Weighing in at 1.25 grams, containing .900 silver (1.125 grams of silver), and measuring 10 millimeters in diameter, the coin nicknamed the Panama Pill is smaller than the silver three-cent piece, which was 14 millimeters in diameter, and the small gold dollar (Type 1) that was produced from 1849 through 1886. The gold dollar weighed 1.67 grams and was 15 millimeters in diameter.
Although there are smaller coins, such as the 9.09 millimeter Maximillian coin struck by the Mexico City Mint, this is the smallest ever produced by the U.S. Mint.
After Panama gained its independence in 1904, the new government made the decision to convert its monetary systems from the Columbian peso the balboa. Named in honor of the Spanish explorer Vasco Nunez de Balboa, the balboa would be subdivided into 100 centesimos to use for commerce. But Panama faced a similar problem that the United States faced over 100 years earlier. Since commerce was based on the Spanish Milled Dollar, which was 8 Reales, it was common for the coinage to be divided by 8 rather than 10. Simply, if something cost 1 Reale, referred to as 1 bit for when the milled dollar was physically cut for smaller denominations, a direct conversion would mean that an equivalent to the bit would be 12½ centesimos.
The United States solved this problem by striking the half-cent coin. Panama opted to strike a 2½ centesimos coin that would be paired with the 5, 10, 25, and 50 centesimos coins, all produced by the U.S. Mint. Rather than continually produce these coins until the bureaucracy caught up with commerce as was the case in the United States, Panama ordered 400,000 of these coins. The Panamanian people adapted to the new currency system, making this a one-year type coin.

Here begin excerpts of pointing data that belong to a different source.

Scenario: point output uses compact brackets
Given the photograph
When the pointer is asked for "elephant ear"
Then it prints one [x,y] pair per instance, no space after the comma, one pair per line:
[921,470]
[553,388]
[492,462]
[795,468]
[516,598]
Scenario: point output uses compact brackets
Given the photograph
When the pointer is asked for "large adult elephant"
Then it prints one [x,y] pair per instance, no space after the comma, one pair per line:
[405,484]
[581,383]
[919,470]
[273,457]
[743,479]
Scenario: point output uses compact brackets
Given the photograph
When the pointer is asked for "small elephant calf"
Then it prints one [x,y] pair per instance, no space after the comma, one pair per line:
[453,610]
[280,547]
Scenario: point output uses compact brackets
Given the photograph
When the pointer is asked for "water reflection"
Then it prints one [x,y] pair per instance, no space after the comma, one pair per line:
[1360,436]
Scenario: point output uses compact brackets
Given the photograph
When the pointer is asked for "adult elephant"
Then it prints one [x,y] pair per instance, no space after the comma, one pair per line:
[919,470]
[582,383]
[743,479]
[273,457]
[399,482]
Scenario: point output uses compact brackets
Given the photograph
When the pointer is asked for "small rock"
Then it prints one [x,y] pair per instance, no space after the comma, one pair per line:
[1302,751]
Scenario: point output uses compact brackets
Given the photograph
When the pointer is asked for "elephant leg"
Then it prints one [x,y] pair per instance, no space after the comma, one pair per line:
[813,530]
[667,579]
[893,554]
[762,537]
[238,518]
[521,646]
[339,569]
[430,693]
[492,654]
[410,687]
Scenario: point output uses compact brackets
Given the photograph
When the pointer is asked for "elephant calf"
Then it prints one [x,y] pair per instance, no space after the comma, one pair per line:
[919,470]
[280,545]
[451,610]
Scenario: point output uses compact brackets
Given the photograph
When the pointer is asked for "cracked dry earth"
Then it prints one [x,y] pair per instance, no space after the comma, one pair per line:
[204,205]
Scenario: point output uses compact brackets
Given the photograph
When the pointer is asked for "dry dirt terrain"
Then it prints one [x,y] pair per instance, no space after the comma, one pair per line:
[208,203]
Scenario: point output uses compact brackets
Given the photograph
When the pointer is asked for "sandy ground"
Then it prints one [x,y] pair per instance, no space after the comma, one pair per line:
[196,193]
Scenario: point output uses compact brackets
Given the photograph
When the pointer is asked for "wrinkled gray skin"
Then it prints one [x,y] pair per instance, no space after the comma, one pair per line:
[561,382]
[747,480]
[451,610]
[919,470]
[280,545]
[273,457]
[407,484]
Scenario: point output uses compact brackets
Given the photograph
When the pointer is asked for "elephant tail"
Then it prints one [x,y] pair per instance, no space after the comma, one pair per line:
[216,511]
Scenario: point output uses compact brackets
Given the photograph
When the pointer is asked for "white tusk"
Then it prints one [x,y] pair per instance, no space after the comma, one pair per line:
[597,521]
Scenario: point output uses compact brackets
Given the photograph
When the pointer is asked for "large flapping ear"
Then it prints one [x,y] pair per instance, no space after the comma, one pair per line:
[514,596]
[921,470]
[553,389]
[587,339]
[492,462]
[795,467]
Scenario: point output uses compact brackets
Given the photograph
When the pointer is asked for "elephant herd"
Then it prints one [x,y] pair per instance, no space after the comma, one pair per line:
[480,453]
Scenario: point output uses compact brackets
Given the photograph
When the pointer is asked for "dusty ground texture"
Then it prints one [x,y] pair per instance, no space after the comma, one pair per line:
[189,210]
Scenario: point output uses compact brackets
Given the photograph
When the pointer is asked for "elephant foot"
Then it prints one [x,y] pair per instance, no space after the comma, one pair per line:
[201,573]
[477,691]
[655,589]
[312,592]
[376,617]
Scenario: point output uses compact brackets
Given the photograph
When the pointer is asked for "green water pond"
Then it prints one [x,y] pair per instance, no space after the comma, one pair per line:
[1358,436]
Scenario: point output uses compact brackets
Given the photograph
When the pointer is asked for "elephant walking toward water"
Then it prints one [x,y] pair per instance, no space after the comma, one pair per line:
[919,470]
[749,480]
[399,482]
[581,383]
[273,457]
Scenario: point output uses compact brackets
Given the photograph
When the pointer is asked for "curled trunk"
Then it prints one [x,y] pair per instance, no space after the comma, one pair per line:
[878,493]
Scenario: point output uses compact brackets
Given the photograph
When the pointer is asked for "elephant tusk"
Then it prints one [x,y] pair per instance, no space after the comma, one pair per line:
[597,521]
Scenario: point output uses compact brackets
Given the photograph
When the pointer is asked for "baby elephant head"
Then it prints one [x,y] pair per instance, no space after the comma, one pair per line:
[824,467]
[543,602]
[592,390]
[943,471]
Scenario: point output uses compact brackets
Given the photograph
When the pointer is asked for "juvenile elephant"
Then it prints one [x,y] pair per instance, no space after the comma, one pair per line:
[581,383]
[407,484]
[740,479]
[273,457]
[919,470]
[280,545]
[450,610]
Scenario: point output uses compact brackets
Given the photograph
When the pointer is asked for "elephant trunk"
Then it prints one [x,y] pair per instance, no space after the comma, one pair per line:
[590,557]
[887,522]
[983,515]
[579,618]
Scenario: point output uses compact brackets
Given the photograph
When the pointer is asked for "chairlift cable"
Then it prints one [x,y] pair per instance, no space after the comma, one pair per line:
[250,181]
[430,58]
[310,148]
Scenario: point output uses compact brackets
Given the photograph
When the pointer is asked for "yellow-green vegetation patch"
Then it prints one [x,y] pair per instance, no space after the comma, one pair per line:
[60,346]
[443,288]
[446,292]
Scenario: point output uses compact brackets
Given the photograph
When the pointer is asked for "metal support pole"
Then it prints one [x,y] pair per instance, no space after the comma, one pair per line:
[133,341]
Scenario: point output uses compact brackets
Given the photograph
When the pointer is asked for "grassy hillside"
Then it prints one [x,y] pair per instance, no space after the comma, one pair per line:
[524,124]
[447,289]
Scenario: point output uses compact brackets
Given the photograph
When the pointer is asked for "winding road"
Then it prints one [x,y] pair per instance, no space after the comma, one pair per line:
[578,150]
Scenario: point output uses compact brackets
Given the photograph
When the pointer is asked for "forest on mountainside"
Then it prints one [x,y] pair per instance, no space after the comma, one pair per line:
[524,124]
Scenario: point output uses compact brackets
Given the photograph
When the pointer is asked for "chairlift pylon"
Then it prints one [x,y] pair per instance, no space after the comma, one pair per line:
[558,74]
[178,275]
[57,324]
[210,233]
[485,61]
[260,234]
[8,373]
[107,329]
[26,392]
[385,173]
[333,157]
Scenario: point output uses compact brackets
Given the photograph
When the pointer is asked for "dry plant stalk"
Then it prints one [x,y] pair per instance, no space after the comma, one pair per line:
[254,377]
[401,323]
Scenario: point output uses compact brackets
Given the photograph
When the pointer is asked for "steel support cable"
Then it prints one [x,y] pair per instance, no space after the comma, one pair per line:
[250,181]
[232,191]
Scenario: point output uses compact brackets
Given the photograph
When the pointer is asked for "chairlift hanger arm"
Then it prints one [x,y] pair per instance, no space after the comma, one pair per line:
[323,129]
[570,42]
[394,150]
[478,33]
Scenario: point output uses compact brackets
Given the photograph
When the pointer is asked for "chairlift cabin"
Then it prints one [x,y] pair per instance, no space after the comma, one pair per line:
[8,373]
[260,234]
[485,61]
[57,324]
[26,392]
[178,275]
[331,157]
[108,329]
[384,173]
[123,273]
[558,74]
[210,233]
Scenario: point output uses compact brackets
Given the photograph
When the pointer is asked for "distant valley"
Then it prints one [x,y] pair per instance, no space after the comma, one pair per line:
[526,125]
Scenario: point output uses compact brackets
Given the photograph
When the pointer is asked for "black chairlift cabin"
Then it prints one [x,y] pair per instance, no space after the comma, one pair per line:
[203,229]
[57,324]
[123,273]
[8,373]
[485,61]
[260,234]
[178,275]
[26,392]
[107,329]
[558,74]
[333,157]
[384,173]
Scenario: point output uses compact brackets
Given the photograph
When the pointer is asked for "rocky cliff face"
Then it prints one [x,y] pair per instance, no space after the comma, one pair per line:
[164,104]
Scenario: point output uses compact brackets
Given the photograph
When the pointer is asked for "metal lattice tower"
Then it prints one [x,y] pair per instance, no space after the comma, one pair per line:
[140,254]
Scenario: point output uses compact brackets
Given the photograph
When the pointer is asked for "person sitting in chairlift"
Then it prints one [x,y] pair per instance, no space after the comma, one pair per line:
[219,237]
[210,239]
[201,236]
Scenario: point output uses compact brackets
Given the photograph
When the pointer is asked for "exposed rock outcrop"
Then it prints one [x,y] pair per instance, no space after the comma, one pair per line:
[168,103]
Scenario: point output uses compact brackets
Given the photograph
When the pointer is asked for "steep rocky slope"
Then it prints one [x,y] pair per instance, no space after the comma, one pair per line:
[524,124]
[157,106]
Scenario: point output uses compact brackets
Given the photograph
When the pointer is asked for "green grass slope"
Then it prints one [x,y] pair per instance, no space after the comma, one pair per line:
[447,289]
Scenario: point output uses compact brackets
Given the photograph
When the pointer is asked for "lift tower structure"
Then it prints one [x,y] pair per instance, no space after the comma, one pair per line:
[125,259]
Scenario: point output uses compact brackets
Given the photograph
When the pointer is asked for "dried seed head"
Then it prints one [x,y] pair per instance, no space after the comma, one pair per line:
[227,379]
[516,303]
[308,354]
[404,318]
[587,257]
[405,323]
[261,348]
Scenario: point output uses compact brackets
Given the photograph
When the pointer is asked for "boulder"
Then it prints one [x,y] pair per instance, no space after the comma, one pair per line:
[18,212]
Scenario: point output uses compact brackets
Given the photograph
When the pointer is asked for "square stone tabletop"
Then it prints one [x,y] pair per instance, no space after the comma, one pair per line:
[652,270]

During our monthly coin club meeting some members bring coins and boxes of foreign coins for other members to pick though. I went to the table where a member brought a box of loose foreign coins and someone found the Panama Pill in the box. Having never seen one before, when the searcher passed on the coin, I took the opportunity to purchase it.Just for fun, I searched for the next smallest coin in the box. This found a 1963 Sweden 10 ore coin. It is 50-percent larger than the Panama Pill at 15 millimeters but is only slightly heavier at 1.4 grams. The difference is that the Pill was made of silver and the 10 ore is copper-nickel.
Having time to search a box of foreign coins can be a lot of fun. Things you read about in history books, read in the newspapers years ago, and nice designs can be found on many foreign coins. Even though the Eurozone uses a common currency with a country specific reverse, there is nothing like some of the coins that the individual countries produced before creating a common currency.
In that light, our top story of the night, Generalissimo Francisco Franco is still dead.
Good night and have a pleasant tomorrow.